Let me give you an example. I’ve been doing a lot of work recently on the archives of the founder of a global corporation. One major theme in this collection is the emergence and development of new technologies, and a researcher might want to find materials in the collection that relate to this subject. But “technology” is a common word, and a general document text search produces more than 250 records:
Though these documents will all have the word “technology” in them, not all of them are necessarily about technology. For example, a speech that mentions in passing that companies can contribute to their communities by donating technology would show up in this search. However, this speech would be much more relevant to someone doing research on corporate social responsibility or corporate giving than to someone doing research on the company’s development of new technology.

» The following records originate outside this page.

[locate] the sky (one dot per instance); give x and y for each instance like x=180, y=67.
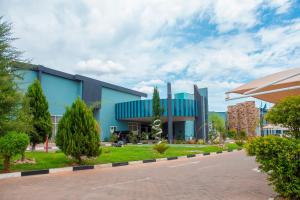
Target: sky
x=218, y=44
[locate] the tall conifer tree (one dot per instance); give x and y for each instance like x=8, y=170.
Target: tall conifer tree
x=42, y=125
x=10, y=98
x=78, y=132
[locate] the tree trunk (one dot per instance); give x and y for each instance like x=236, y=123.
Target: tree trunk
x=6, y=163
x=33, y=147
x=23, y=156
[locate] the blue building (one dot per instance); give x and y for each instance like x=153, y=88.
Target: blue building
x=119, y=108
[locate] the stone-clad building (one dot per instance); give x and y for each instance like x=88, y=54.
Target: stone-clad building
x=243, y=117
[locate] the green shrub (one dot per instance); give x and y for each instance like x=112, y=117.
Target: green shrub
x=78, y=133
x=179, y=142
x=231, y=134
x=145, y=136
x=113, y=138
x=11, y=144
x=239, y=142
x=201, y=141
x=191, y=142
x=133, y=138
x=161, y=147
x=280, y=159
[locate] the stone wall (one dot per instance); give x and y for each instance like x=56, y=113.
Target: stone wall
x=243, y=116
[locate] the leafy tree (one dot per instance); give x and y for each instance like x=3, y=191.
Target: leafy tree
x=217, y=127
x=11, y=144
x=161, y=147
x=287, y=114
x=78, y=132
x=279, y=158
x=41, y=117
x=10, y=98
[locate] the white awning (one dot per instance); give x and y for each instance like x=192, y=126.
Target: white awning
x=271, y=88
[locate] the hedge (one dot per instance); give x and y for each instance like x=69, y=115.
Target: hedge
x=280, y=159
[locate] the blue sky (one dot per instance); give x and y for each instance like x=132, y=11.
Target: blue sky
x=218, y=44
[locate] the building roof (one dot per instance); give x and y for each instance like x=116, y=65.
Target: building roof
x=272, y=88
x=77, y=77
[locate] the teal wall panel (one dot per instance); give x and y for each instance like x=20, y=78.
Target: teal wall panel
x=189, y=129
x=60, y=92
x=108, y=106
x=28, y=77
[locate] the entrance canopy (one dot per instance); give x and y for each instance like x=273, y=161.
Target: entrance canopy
x=271, y=88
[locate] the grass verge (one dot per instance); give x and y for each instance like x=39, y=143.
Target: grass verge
x=111, y=155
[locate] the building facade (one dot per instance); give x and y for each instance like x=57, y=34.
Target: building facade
x=243, y=117
x=121, y=109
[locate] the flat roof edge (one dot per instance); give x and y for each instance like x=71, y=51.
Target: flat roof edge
x=77, y=77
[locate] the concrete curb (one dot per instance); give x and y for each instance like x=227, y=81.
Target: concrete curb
x=107, y=165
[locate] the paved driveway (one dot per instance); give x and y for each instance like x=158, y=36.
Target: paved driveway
x=224, y=176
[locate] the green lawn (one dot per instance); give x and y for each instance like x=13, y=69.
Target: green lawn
x=112, y=154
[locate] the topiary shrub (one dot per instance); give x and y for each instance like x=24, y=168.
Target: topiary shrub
x=133, y=138
x=161, y=147
x=11, y=144
x=280, y=159
x=231, y=134
x=113, y=138
x=78, y=133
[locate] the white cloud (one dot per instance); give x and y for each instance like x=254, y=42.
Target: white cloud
x=281, y=6
x=229, y=14
x=99, y=67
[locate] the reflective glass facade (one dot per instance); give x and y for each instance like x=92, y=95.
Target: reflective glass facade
x=143, y=108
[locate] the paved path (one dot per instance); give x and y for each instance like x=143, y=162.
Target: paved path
x=224, y=176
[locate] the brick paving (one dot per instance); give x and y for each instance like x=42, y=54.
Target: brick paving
x=223, y=176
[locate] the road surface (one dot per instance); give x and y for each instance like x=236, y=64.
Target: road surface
x=223, y=176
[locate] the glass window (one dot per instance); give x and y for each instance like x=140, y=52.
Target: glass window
x=55, y=120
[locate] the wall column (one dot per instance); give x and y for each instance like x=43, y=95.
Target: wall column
x=170, y=116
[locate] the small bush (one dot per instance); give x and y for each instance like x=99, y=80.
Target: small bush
x=280, y=159
x=191, y=142
x=179, y=142
x=133, y=138
x=239, y=143
x=231, y=133
x=200, y=141
x=161, y=147
x=145, y=135
x=11, y=144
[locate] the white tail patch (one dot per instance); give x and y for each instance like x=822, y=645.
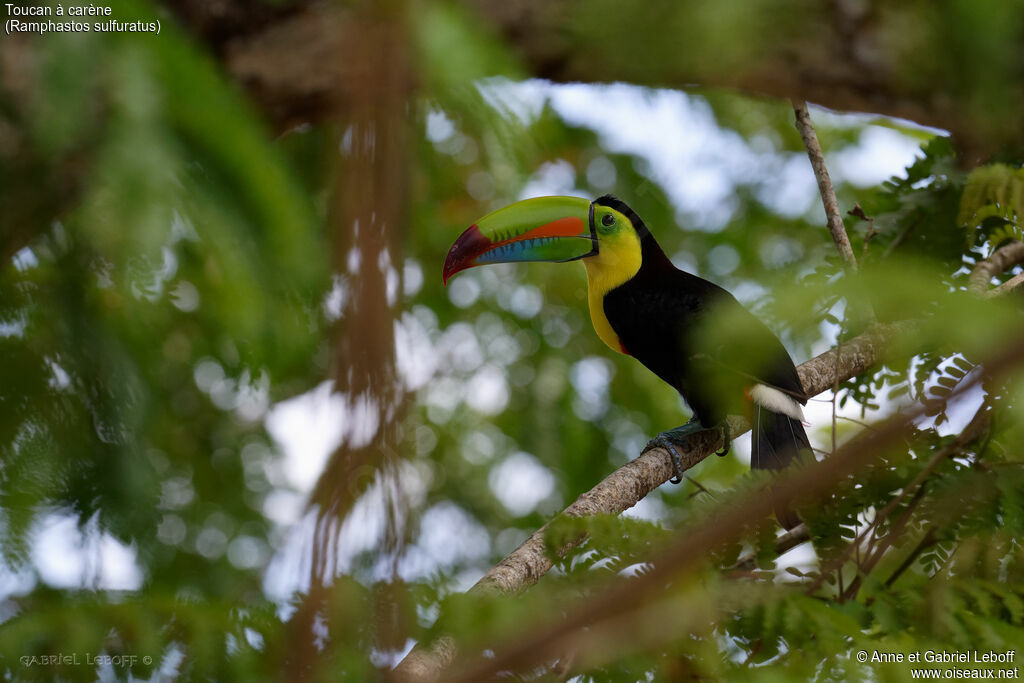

This is where subject headings become useful. You might be familiar with blogs that use tags to help identify what various posts are about. Subject headings are a more formal version of the same idea. Information professionals use them when creating a catalog to give users an efficient way to find relevant records using a specifically defined list of words or phrases. When you search for “technology” in this collection as a subject heading, you get a much more refined selection of results:
Though there are fewer results, each will be about technology. When one of our archivists creates a record in the database describing something like the speech I’ve described here, she probably wouldn’t use technology as a subject heading. However, an article by the company’s founder detailing a new technology and how it was developed would be much more relevant to the subject of technology, and would be associated with this subject heading when it is entered in to the database.
Subject headings are also especially important for records that don’t include text, such as photographs, moving images and sound, as well as items in a collection that is not digitized. For these kinds of items, archival description and subject headings might provide the only way a user can find items relating to a particular subject.
Without a doubt, digitizing documents in a collection into text-searchable documents is extremely useful. But subject headings provide an additional level of access for those doing research on specific topics.